Periodontics

Scaling

Scaling is one such procedure that keeps your gums healthy and firm. Scaling is a procedure involving removal of dental plaque and calculus (scaling or debridement) and then smoothing, or planing, of the (exposed) surfaces of the roots, removing cementum or dentin that is impregnated with calculus, toxins, or microorganisms, If Such deposits not removed by scaling, cause infection and loosening of the gums, ultimately leading to pyorrhoea and tooth loss. Scaling is a safe and routine procedure and does not damage the tooth surface in any way. It must be done by a dental professional.
The sticky, bacteria-filled plaque that causes gum disease tends to accumulate in the area along and just below the gum line. If you have gums that are slightly receded from your teeth, you may be at increased risk for gum disease and your dentist may recommend scaling. Scaling is non-surgical, but it is a different type of procedure from a standard dental cleaning because it involves cleaning the areas of the tooth below the gum line.

 

Treatment of Pyorrhea & All Gum Diseases

Periodontitis, or gum disease, is a common infection that damages the soft tissue and bone supporting the tooth. Without treatment, the alveolar bone around the teeth is slowly and progressively lost. Pyorrhea is a severe condition of periodontal disease in which the ligaments and bones that support the teeth become inflamed and infected. It is the result of advanced gingivitis. Gingivitis is a mild form of gum disease that causes redness and swelling of the gingiva, the part of the gum around the base of the patient’s teeth.

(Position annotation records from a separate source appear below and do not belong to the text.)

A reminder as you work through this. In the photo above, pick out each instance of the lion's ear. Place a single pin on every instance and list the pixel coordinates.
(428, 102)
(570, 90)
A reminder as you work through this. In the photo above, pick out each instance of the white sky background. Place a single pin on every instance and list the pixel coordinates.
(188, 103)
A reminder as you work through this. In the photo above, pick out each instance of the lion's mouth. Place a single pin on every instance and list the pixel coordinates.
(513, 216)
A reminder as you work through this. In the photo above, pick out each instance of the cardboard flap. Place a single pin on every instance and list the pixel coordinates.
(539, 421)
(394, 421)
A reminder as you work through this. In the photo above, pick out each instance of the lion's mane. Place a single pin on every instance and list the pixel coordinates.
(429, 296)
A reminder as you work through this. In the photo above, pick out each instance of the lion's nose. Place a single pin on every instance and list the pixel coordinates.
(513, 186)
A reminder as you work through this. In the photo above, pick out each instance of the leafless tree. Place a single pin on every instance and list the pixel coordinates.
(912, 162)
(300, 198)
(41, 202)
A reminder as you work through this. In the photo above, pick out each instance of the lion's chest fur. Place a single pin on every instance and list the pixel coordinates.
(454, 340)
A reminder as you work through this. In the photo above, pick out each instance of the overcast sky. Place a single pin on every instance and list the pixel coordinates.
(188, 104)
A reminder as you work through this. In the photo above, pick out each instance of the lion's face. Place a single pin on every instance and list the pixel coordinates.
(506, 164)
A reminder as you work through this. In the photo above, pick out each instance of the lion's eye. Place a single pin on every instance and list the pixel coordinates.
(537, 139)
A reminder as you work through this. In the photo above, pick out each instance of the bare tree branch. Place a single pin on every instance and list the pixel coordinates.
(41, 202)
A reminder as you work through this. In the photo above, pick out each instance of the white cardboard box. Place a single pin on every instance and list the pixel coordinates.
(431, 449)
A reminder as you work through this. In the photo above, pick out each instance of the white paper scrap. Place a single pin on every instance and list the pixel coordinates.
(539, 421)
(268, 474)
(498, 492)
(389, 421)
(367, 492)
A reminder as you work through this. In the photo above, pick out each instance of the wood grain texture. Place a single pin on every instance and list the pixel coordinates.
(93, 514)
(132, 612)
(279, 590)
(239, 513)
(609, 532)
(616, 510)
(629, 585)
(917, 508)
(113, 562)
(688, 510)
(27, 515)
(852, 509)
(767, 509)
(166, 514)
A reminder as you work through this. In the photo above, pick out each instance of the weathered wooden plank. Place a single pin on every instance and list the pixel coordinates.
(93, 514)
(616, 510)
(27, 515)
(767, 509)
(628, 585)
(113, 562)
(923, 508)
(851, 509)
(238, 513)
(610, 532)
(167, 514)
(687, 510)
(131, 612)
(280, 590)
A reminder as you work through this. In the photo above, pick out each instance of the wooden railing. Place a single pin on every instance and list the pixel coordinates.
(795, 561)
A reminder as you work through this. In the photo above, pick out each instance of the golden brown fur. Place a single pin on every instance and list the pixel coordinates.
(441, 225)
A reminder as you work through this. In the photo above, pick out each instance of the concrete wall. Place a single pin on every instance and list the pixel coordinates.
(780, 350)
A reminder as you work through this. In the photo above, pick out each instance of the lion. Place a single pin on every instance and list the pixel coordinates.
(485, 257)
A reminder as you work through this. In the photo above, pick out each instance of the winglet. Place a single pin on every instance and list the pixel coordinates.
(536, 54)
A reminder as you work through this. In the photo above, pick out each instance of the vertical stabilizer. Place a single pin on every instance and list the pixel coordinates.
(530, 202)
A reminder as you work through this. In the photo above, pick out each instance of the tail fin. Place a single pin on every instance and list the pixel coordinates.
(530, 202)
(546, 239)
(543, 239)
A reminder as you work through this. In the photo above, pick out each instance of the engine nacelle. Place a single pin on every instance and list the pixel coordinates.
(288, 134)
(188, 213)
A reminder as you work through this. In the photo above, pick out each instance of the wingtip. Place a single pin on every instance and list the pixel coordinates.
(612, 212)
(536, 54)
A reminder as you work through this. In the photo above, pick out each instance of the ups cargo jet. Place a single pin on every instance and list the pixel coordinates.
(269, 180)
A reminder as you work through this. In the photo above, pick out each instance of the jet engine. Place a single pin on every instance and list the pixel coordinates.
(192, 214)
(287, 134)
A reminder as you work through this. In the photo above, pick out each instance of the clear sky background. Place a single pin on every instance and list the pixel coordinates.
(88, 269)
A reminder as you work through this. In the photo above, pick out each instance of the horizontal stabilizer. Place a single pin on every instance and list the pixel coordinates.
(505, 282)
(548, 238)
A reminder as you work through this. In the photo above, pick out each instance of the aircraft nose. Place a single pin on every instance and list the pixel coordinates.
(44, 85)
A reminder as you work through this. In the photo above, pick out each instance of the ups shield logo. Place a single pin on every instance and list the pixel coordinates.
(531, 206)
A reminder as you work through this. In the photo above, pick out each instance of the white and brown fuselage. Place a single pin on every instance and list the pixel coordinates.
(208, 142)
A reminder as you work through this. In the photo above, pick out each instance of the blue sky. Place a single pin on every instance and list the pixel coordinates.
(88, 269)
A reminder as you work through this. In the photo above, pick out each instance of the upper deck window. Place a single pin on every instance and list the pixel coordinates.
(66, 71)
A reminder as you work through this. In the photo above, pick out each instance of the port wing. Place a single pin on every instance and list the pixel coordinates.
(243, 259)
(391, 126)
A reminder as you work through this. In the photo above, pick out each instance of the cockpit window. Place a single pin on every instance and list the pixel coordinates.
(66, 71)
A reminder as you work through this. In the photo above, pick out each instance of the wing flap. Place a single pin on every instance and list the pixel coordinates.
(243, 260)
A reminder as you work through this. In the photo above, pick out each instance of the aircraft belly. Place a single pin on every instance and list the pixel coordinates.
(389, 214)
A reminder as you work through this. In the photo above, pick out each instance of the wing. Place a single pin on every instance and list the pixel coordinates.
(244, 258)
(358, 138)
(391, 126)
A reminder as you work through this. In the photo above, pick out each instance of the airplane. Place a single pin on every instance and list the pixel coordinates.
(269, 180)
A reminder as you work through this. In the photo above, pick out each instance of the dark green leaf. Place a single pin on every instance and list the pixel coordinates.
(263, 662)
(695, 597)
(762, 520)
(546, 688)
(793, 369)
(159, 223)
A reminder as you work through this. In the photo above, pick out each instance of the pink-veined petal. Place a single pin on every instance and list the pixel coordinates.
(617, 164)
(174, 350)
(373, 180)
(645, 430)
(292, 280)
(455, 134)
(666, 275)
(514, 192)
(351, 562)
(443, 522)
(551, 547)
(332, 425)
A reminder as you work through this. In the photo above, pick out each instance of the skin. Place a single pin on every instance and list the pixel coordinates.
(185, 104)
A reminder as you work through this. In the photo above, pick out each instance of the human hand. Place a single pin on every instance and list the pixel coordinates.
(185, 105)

After the inflammation, the gum is gradually drawn back from the tooth cervix, followed by tooth loss. Pyorrhea is a dangerous disease because it does not produce any noticeable symptoms for a long time.

Treatments for Gum Disease

  • Regular scaling and polishing are necessary to remove hard tartar, trapped food, and plaque, which can cause tooth decay and gum disease. The gum may bleed during treatment or may be sensitive for several days after the procedure.
  • It is very important to learn and apply the proper brushing techniques at least twice a day. Flossing also helps to remove plaque from those areas where a toothbrush doesn’t completely reach.
  • In more severe cases, further conservative treatment and surgery is required.
  • In case of moving teeth, replacement of the missing bone tissue (Guided Tissue Regeneration) and a crown can be the proper solution.

Advanced Gum Treatment

There are a variety of treatments for gum disease depending on the stage of the disease, how you may have responded to earlier treatments, and your overall health.

Treatments range from nonsurgical therapies (that control bacterial growth to surgery to restore supportive tissues) to Surgical therapies ( it involve bacteria debridement and surgical reconstruction)

  1. Non-surgical Treatments for Gum Disease
    1. Scaling and root planing
  2.  Surgical Treatments for Gum Disease
    1. Flap surgery/pocket reduction surgery.
    2. Bone grafts
    3. Soft tissue grafts.
    4. Guided tissue regeneration.
    5. Bone surgery.

Mobile Teeth Splinting

Splinting: If the teeth are very loose, they can be splinted or joined together like pickets in a fence so that any biting force is distributed among groups of teeth rather than individual loosened teeth.

  • Temporary Splinting can be achieved by joining the teeth together with:
    • Extra-coronal Splints (“extra” – outside; “coronal” – crown): With this approach, splinting materials are attached to a group of teeth generally by bonding to the enamel, thus making them more rigid.
    • Intra-coronal Splints (“intra” – inside): These splints involve cutting a small channel into the teeth, inserting a rigid custom formed metal splint and bonding or cementing it in place to stabilize the teeth.
  • Permanent Or Fixed Splinting: This method literally (and permanently) “fixes” loose teeth together by crowning the affected teeth and fabricating a splint in which the crowns are joined or fused.
  • Occlusal Splints Or Guards: If parafunctional clenching or grinding habits are evident, then a removable occlusal splint or bite guard may further protect the teeth from the consequences of too much biting force. Since parafunctional forces and habits tend to be stress-related, these removable guards can be used during times of tension, stress or when these bad habits are evident.